L’interprétation des comédiens est troublante et criante de vérité dans ce jeu du chat et de la souris machiavélique. Grâce à sa mise en scène au plus près des personnages et à une direction d’acteurs parfaite, Valérie Donzelli est divinement parvenue à rendre compte d’une réalité malheureusement trop présente dans les relations : les pervers narcissiques...


De l’emprise dans le couple. Le sujet du film de Valérie Donzelli a de quoi faire hésiter. Néanmoins, dès les premiers plans, le témoignage rétrospectif de Blanche (Virginie Efira), face caméra, nous soulage (si elle raconte, c’est qu’elle en sort). Il appelle également notre regard à venir disséquer le comportement du mari – Melvil Poupaud, ici Grégoire Lamoureux, tout un programme ! Le jeu de l’oie de la perversité se révèle case par case : dire ou citer le figuré pour signifier le propre « j’aimais jusqu’à ses pleurs que je faisais couler », mentir, isoler sa proie, surjouer le remords, ’fliquer’ (l’emploi du temps, l’argent), harceler au téléphone, suivre, dévaloriser, retourner les torts « si t’avais un petit peu d’amour pour moi, tu m’aurais jamais laissé te traiter comme ça ». Et, logiquement, quand le jaloux provoque ce qu’il craint le plus, il passe au stade supérieur de la persécution.
En quittant la mer pour les forêts de l’Est (et sa jumelle Rose, dont les épines auraient été bien utiles), Blanche passe du clair au sombre, comme la photo du film. Mais la forêt n’abrite pas que le loup, elle fournit aussi l’oxygène qui permet de revenir à soi. Les deux interprètes sont très justes dans une riche palette d’émotions.
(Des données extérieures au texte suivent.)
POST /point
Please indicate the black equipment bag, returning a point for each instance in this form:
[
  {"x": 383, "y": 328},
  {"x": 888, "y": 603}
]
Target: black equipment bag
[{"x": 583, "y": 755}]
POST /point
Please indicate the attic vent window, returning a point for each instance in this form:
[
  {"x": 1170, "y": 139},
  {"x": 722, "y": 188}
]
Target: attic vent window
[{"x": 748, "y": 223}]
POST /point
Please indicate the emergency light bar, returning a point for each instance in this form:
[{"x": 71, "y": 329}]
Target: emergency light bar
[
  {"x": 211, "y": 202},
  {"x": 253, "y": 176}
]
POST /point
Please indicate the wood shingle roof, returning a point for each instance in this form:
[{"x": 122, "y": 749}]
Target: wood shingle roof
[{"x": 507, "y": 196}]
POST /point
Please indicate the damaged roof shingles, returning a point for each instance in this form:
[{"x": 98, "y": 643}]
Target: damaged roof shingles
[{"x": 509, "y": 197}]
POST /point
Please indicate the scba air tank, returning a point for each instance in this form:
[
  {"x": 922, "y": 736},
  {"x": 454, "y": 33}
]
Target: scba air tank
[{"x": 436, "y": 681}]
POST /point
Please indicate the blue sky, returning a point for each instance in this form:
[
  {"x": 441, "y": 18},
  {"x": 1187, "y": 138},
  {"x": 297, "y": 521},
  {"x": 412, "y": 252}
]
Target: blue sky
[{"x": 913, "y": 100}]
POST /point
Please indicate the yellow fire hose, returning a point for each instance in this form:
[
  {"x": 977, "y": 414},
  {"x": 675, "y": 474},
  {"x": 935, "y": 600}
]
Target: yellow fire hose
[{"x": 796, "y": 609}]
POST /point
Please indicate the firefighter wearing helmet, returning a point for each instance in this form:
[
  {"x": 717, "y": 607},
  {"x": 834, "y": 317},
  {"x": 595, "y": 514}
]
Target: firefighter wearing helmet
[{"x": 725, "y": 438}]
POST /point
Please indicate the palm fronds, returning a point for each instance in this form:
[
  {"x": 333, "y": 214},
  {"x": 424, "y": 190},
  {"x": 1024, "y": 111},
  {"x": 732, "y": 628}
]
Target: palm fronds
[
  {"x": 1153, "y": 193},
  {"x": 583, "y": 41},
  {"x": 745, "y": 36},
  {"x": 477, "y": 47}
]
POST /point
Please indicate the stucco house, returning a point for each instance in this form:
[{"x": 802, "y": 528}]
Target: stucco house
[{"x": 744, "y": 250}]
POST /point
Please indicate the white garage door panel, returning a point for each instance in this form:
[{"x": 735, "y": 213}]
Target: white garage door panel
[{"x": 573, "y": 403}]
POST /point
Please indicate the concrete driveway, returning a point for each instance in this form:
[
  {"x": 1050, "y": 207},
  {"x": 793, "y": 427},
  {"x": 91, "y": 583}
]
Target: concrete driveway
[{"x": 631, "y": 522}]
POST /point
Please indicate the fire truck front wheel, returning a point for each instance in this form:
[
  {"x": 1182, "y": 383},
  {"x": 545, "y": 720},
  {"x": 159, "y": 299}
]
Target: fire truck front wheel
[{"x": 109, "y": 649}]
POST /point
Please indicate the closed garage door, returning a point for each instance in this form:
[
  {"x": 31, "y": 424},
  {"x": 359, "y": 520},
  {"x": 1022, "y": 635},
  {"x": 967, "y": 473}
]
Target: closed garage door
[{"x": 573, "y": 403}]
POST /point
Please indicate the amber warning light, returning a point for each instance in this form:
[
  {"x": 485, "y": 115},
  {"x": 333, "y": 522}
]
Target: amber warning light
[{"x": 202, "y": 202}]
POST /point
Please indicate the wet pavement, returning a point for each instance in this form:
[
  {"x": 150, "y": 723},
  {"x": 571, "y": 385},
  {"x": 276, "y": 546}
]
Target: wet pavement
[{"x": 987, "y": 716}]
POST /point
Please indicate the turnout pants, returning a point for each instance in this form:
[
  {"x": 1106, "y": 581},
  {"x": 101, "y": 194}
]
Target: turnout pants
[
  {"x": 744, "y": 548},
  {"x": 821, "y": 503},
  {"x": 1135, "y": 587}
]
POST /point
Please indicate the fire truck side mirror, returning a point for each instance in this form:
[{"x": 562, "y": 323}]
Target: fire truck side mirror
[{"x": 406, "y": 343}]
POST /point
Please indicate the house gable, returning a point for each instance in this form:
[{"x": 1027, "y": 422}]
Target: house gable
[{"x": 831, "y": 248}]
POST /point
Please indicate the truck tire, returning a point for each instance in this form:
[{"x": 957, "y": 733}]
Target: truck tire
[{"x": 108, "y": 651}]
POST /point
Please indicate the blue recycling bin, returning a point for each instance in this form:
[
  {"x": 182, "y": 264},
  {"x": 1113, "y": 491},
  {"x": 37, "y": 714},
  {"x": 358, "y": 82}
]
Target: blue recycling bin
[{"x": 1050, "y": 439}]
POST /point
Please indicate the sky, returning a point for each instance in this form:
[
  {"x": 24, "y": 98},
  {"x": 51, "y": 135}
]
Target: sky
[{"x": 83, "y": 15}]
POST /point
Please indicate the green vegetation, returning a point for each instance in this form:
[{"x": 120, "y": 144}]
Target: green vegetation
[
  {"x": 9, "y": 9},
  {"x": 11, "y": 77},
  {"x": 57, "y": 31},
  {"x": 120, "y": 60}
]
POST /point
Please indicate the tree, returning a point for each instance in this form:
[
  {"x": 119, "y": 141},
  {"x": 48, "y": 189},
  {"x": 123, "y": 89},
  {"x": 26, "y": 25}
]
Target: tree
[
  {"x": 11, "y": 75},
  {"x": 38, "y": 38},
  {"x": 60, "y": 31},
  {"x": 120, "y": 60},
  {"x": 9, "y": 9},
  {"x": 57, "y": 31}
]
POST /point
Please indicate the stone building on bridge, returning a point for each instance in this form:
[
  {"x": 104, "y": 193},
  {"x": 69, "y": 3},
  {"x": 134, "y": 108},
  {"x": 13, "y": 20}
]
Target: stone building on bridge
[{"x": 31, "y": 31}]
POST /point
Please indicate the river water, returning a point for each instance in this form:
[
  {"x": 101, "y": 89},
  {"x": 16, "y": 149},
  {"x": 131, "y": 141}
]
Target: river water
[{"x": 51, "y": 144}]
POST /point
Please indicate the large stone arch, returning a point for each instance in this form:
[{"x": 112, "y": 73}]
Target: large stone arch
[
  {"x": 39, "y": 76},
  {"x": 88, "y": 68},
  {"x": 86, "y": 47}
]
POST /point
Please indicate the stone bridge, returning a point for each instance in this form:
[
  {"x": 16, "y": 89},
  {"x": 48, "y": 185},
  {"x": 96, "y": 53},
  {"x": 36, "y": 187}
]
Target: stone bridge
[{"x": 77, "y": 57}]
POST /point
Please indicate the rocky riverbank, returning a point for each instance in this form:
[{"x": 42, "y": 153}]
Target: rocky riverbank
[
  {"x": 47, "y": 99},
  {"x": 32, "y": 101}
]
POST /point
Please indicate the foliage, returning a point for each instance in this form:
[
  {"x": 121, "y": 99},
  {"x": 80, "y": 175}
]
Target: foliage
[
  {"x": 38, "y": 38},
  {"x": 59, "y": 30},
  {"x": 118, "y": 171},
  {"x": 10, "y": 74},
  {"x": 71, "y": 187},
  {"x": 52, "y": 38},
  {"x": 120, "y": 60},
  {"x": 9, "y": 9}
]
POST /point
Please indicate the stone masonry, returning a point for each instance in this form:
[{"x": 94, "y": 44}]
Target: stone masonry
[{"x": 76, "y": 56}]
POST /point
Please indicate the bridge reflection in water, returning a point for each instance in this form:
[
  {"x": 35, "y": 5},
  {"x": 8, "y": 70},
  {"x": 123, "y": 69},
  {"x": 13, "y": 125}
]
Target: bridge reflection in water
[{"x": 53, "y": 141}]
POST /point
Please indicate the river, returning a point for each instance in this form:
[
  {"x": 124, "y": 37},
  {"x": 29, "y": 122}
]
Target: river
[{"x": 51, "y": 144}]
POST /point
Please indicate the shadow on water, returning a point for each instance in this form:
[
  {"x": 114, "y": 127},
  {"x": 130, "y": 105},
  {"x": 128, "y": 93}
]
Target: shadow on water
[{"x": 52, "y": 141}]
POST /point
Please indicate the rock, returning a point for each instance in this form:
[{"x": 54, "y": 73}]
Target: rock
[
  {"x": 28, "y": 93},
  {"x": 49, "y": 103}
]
Les plans sont larges et les prises de vue du bord de mer, en Normandie, sont idylliques. De même la rencontre entre les protagonistes. Mais un déménagement et la naissance de deux enfants concourent à l’isolement de l’épouse. Insensiblement ce couple de rêve « sur le papier » part à la dérive. La jalousie et la possessivité mènent le mari sur la pente de la perversité, sous couvert du modèle idéal qu’il perpétue. Irréprochable auprès de ses enfants et de son employeur, il ne perd pas une miette des activités de son épouse. Il maintient sur elle une pression insupportable : critique voire violent à l’intérieur de leur domicile, mais toujours charmant en présence de tiers. La mis en scène est tirée au cordeau et la performance des acteurs est tout à fait remarquable. Lui passe du plus grand sourire à un regard implacable. Elle, sans se départir de son charme naturel, joue d’un regard de bête traquée. Elle semble engluée dans ce simulacre de couple idéal et tardera à réagir.
Enfin, des flash-back nous donnent une idée de l’issue qui sera donnée à ce drame intime dont la construction nous aura maintenus en haleine jusqu’au dénouement.